PostgreSQL is quite terrible at OLAP, though. We got a few orders of magnitude performance improvement in some aggregation queries by rewriting them with ClickHouse. It's incredible at it.
My rule of thumb is: PG for transactional data consistency, Clickhouse for OLAP. Maybe Elasticsearch if a full-text search is really needed.
This. Don't loose your time and sanity trying to optimize complex queries for pg's non deterministic query planner, you have no guarantee your indexes will be used (even running the same query again with different arguments). Push your data to clickhouse and enjoy good performance without even attempting to optimize. If even more performance is needed, denormalize here and there.

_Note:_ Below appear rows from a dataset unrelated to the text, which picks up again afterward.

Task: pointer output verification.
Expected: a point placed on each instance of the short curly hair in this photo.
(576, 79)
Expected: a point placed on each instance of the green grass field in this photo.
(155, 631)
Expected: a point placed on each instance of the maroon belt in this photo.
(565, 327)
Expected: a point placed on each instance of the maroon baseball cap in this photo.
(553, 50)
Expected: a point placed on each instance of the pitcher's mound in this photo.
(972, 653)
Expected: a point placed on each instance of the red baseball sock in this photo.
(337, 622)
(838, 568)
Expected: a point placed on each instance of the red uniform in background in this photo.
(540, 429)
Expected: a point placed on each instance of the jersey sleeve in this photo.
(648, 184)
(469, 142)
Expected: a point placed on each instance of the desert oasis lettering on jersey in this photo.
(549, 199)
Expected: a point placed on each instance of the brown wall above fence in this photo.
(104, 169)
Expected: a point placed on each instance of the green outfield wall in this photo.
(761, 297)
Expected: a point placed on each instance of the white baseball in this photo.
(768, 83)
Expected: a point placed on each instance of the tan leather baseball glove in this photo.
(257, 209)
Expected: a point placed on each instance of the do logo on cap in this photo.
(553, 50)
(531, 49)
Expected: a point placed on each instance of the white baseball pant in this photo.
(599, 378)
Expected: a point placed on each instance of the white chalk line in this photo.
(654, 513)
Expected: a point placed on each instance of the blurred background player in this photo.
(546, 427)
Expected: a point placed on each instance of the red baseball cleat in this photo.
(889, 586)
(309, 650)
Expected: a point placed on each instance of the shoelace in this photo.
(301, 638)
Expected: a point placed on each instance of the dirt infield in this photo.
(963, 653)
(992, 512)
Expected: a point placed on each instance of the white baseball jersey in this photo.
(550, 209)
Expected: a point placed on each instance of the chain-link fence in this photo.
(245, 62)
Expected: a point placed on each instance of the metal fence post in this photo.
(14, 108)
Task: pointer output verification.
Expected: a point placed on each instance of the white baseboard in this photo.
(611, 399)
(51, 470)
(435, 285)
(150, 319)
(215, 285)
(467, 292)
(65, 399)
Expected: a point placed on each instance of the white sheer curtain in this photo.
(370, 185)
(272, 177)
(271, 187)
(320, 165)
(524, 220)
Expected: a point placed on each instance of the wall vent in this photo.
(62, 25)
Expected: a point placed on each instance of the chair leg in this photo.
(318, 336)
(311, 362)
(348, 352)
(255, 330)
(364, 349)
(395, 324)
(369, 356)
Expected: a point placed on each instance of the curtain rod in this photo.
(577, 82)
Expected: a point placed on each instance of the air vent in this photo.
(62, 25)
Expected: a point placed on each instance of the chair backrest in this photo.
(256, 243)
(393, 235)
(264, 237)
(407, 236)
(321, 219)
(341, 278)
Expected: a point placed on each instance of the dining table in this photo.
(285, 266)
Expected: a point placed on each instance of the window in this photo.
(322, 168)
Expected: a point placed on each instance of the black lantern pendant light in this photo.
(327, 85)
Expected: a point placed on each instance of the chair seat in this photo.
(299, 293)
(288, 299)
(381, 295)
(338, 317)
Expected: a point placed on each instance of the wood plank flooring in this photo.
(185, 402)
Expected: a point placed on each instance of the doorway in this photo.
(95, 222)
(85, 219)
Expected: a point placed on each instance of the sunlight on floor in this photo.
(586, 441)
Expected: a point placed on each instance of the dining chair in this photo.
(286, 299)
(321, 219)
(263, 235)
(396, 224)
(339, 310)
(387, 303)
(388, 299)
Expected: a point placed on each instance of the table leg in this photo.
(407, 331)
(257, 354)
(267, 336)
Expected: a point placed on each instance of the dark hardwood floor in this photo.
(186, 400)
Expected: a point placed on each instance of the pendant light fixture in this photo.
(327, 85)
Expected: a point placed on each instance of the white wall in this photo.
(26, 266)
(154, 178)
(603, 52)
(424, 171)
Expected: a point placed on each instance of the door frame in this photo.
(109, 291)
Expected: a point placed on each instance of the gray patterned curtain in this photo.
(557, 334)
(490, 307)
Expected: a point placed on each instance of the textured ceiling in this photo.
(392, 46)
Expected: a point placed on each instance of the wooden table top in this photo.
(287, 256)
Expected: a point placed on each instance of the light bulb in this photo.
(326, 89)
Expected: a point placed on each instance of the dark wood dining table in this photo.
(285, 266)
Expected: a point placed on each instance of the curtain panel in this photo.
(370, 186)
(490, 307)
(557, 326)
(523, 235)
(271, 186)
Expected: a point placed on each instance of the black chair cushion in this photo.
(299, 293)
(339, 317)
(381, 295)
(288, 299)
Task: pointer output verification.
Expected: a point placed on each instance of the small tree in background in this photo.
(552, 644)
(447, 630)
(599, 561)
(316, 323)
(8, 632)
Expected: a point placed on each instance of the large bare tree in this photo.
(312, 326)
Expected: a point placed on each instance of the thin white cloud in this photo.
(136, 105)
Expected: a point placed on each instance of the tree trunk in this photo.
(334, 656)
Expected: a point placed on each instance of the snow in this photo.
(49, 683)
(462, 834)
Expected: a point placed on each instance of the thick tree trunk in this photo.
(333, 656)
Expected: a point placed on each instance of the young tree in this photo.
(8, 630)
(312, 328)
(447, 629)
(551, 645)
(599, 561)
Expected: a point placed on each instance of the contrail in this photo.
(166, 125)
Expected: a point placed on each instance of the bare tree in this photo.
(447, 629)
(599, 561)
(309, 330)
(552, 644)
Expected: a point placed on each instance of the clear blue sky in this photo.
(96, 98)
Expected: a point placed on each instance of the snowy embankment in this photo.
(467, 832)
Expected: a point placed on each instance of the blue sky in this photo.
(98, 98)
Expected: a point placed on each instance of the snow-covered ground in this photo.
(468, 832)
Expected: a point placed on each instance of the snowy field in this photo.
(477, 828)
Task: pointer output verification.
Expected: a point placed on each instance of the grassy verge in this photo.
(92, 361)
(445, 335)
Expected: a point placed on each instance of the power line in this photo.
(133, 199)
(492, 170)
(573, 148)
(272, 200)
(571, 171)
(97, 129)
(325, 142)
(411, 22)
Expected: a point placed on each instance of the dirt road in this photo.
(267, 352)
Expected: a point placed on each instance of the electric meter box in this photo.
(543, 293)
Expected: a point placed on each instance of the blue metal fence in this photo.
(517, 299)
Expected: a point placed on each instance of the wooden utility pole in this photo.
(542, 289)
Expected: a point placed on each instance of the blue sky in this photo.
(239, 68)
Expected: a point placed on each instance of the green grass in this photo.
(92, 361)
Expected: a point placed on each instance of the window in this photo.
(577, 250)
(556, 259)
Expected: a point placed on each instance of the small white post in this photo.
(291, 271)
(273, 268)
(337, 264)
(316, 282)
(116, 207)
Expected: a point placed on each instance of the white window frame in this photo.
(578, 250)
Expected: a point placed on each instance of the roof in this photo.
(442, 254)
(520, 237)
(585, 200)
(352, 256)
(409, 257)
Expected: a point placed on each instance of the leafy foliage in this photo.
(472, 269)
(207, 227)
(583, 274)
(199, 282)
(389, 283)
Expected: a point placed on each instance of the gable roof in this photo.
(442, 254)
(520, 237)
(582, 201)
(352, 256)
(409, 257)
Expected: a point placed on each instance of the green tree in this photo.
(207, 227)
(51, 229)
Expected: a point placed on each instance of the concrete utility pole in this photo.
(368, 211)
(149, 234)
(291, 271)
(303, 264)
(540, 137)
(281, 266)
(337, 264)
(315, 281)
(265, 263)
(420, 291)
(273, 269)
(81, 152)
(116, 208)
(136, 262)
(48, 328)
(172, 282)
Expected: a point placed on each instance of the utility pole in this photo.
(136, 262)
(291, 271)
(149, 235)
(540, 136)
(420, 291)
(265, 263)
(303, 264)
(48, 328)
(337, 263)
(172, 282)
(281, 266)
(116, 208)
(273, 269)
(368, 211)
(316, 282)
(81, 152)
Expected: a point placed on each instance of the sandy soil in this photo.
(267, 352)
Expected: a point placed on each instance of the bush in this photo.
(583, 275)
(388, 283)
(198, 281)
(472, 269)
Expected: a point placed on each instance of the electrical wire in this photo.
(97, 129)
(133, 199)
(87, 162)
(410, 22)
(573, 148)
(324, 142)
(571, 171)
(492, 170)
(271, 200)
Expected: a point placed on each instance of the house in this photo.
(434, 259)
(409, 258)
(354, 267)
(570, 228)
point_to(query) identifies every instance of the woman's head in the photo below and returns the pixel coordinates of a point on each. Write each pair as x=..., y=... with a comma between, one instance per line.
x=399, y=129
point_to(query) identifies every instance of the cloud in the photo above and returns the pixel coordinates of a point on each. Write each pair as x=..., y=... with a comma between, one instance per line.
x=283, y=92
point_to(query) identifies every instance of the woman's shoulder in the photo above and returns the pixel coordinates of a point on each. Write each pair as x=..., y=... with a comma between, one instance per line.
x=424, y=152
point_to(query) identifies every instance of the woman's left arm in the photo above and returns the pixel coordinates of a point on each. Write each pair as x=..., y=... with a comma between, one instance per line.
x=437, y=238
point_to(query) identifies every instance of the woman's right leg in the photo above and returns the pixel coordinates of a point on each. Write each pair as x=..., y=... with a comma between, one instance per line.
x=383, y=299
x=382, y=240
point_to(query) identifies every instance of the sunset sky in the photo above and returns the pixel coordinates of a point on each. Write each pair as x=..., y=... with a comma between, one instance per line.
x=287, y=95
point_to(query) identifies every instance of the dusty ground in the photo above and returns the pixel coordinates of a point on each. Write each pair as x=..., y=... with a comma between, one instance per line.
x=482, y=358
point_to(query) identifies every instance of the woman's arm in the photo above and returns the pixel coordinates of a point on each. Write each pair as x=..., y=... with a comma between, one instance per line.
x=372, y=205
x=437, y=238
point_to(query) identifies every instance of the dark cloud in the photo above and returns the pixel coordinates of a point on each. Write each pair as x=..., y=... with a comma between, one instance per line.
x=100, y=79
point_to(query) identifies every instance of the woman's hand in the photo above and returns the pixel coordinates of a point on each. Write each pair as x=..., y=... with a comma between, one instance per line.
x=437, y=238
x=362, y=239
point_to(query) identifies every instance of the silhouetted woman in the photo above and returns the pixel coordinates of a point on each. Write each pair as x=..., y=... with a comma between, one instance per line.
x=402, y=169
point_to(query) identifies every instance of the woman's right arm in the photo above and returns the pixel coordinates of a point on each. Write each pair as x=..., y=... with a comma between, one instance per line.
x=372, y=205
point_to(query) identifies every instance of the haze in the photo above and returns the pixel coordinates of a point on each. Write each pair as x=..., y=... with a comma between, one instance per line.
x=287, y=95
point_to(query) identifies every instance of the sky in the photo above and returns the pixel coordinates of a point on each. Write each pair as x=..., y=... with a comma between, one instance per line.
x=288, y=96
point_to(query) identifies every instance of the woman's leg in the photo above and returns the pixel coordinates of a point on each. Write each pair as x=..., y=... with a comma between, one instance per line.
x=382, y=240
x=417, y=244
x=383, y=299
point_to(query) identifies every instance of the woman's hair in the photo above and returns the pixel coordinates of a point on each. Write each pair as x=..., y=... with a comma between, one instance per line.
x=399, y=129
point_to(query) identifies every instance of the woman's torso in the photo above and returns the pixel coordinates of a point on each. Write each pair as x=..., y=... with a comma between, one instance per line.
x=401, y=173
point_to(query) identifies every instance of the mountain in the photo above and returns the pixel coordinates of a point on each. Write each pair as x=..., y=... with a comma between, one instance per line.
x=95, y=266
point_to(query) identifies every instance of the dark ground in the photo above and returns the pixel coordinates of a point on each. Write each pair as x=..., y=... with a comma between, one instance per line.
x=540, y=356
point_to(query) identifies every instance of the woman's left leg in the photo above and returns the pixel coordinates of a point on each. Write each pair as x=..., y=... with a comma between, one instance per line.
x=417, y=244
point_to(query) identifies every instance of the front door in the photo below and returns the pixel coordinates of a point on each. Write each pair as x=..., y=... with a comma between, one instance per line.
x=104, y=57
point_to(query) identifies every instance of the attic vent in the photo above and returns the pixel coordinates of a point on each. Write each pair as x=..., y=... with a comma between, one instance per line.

I find that postgres query planner is quite satisfactory for very difficult use cases. I was able to get 5 years into a startup that wasn't basically trying to be the next Twitter on a 300 dollar postgres tier with heroku. The reduced complexity was so huge we didn't need a team of 10. The cost savings were yuge and I got really good at debugging slow queries to a point of I could tell when postgres would cough at one.
My point isn't that this will scale. It's that you can get really really far without complexity and then tack on as needed. This is just another bit of complexity removal for early tech. I'd use this in a heart beat.
My rule of thumb is: PG for transactional data consistency, Clickhouse for OLAP. Maybe Elasticsearch if a full-text search is really needed.